Laura Nota, università di Padova: «Va garantita la partecipazione sociale»
Mancano due mesi all'appuntamento elettorale in alcuni comuni anche del Padovano, in primis Padova. Il volontariato ritiene prioritario l'impegno dell'inclusione sociale, come spiega Laura Nota, delegata del rettore dell'Università di Padova per l'inclusione e la disabilità.
«Occuparsi di inclusione oggi significa assicurarsi che i contesti siano in grado di garantire a ogni persona, con le sue unicità, la partecipazione alla vita sociale e civile» Laura Nota, delegato del rettore dell’università di Padova per l’inclusione e la disabilità, aiuta a focalizzare il tema dell’inclusione sociale e culturale che le associazioni ritengono prioritario nel dibattito politico dei prossimi mesi.
«Se un contesto, in altri termini, risulta attento e solidale solo nei confronti di alcuni, tende di fatto a essere poco rispettoso delle differenze e, quindi, non inclusivo. Questo è particolarmente importante ai giorni d’oggi, nei quali globalizzazione, cambiamenti rapidi e repentini, terrorismo, transizioni forzate, eccessiva attenzione a logiche competitive, precariato, possono comportare l’incremento di forme di disagio e difficoltà e andare a discapito di coloro che già sperimentano forme di vulnerabilità. Si ha l’impressione che i tempi difficili facilitino il tentativo di emarginare, segregare, allontanare le persone con difficoltà e vulnerabilità, forse nel tentativo di “salvaguardare” qualcosa per qualcuno».
Quali sono le strategie che è possibile mettere in atto per facilitare processi di inclusione?
«Per fronteggiare la complessità in cui viviamo abbiamo bisogno di guardare con ancora maggiore attenzione ai processi inclusivi: l’inclusione richiede modificazioni, non si raggiunge una volta per tutte, è un fenomeno complesso, che necessita di punti di vista diversi, interdisciplinari, rigetta la standardizzazione ed è interessata a tutte le persone. L’accesso dei luoghi pubblici, ad esempio, riguarda uno dei primi passi per la realizzazione di contesti inclusivi, ma esso può caratterizzarsi come un processo unidirezionale, tramite il quale l’istituzione “apre le porte” a persone “diverse” da quelli tradizionali. Sarebbe invece auspicabile investire in partecipazione per essere maggiormente in relazione con la vita della comunità e attenti alle esigenze di gruppi di persone e di diversi stakeholder del territorio, tramite il coinvolgimento nei processi decisionali, nelle fasi creative, nella costruzione di significati».

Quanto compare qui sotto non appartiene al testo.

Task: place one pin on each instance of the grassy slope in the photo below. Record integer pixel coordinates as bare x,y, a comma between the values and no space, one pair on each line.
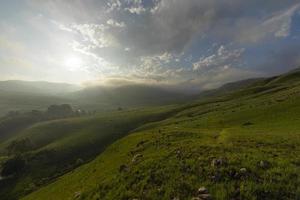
249,126
58,144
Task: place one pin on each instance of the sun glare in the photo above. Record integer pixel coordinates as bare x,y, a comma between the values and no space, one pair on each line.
73,62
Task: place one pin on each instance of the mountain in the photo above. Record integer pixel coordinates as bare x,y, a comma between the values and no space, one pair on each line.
129,95
241,138
239,145
37,87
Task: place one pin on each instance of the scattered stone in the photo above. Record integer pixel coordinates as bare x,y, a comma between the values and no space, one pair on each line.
202,194
123,168
243,170
141,143
136,157
218,162
77,195
202,190
205,196
264,164
248,124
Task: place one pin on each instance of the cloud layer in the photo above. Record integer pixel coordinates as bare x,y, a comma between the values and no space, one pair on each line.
203,43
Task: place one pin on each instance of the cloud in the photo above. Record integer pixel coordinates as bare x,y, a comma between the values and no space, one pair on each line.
222,58
114,23
255,30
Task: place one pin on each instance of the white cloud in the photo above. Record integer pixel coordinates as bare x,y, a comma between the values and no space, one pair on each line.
135,7
278,26
222,58
114,23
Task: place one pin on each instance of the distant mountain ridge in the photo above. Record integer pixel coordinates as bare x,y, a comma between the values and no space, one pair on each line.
37,87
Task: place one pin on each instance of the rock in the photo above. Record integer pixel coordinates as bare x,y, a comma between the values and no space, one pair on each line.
123,168
243,170
202,190
77,195
136,157
264,164
205,196
218,162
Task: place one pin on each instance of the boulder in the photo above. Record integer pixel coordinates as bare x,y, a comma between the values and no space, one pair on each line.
202,190
136,157
264,164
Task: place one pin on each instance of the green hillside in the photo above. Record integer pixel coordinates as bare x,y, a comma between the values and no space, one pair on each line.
56,147
239,145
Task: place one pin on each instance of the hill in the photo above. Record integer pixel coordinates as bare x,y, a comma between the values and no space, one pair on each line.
53,148
242,144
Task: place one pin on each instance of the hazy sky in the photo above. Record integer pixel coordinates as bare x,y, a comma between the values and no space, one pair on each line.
203,43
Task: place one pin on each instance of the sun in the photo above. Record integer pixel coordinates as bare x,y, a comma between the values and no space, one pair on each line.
73,62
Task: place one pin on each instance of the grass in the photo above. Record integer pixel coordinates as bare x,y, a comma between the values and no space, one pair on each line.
254,132
57,145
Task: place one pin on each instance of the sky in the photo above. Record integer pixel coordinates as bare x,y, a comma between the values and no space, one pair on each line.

La cultura può essere un mezzo per ridurre il disagio sociale?
«La cultura deve essere considerata uno strumento per affrontare situazioni di disagio e perseguire obiettivi socioeconomici. Si pensi a situazioni di dispersione scolastica, degrado urbano, micro criminalità... e alla realizzazione di progetti specifici per contrastare questi fenomeni in partenariato con le agenzie educative locali».
All’università di Padova state lavorando a “Un manifesto per l’inclusione e la percezione delle barriere”. Di cosa si tratta?
«Negli ultimi tempi l’inclusione è particolarmente minacciata e si sta facendo poco nei confronti dell’incremento dell’accessibilità per tutti alla formazione, al lavoro, a un’esistenza di qualità. L’idea di dare vita a un manifesto per l’inclusione che sta circolando nell’ateneo di Padova, nasce dal desiderio di promuovere una comunità nella quale siano presenti molti “difensori dell’inclusione”, che, oltre a considerare i diritti umani, segnalino la presenza di barriere fisiche, riguardanti l’accessibilità e la sicurezza degli ambienti, sociali, come la presenza di stereotipi e pregiudizi, e politico amministrative, come il non sempre facile accesso a dati e documenti e la presenza di norme amministrative che riducono la partecipazione e l’inclusione. In tutto questo si può pensare al coinvolgimento attivo della cittadinanza. In questa ottica diventa importante anche dare attenzione alla percezione delle barriere, a come vengono percepite le persone e i contesti dal momento che esiste ormai un’ampia letteratura a sostegno del fatto che il gradimento delle persone, l’auto-percezione e le “credenze” possono essere considerate indicatori validi ed attendibili della capacità inclusiva di organizzazioni e ambienti».